Re Wiring, I was Wiring everything in Parallel and I now realize that is wrong 🤬 but I just tried in Series, Mono mode and the shaker's got hot again.....WTF is going on here.

Re Isolation, Again this Seat frame is on a CV joint and mounted to the base of the rig, there's no way to really isolate the Seat Frame/Base from the Main base.

 
Honestly they Dont shake as much as the BKG2, mounted or not which i find strange, They are the exact same thing just with 2 little pieces of foam on the piston........ I Already tried the Gamer 2 on the seat frame on a socket and while it wasn't AS powerful as on the socked INTO the seat itself, Its more powerful than 2 lfe's mounted essentially exactly the same way.

Re Wiring, I was Wiring everything in Parallel and I now realize that is wrong 🤬 but I just tried in Series, Mono mode and the shaker's got hot again.....WTF is going on here.

Re Isolation, Again this Seat frame is on a CV joint and mounted to the base of the rig, there's no way to really isolate the Seat Frame/Base from the Main base.

Try hooking your new kickers to your bk2 amp and vice versa to see if you can see what is defective either the new amp or the kickers. To me it sounds like your new amp may be defective.
 
YAY a Solution has been found. After another conversation with tech support, Andrew luden really understood this was a very unique situation and is willing to swap out my LFE mounts for Gamer mounts.
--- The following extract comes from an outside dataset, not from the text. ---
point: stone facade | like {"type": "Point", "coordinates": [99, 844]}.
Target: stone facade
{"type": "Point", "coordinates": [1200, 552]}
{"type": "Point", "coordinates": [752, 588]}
THANK YOU BUTTKICKER for making this right.
 
Thanks fakkrakr, that guide "I think" has answer a couple questions but I am getting mixed messages on what's required from my Google research - I guess I won't know what will work for sure until I get my bass transducers connected.

I do have another question for those that have dabbled in this type of project...

As I have stated, I was planning on using my integrated Realtek to drive the shakers (thru amp) and use my headset for sound. But, in Windows 8.1 I have to manually select either the Realtek card or my Corsair headset - Windows won't output sound to both at the same time. Is this going to be an issue with SimVibe, or does SimVibe had a way to utilize the sound card while Windows is outputting a signal to my headset?

I finally have everything working - can get a little expensive but it's now hard to race without tactile feedback! Luckily SimVibe has support for everything I am racing on the PC.

I ended up with a Dayton APA150 150w power amp, two Aura AST-2B-4 Pro Shakers, and an old SoundBlaster I had lying around. I am using SimVibe's extensions mode - Seat and Pedals. The amp's fan has yet to come on and the shakers barely get warm but the vibrations/jolts can be VERY strong - startling at times!

I had a hard time with the $89 cost of admission (SimVibe) but I bit the bullet and happy I did. This software has a nice interface, easy to setup, very configurable, and Simexperience has been very responsive to my idiot questions. Some will pay $80 for a limited edition of a console game, compared to that its not too bad especially considering its contribution to the virtual racing immersion level.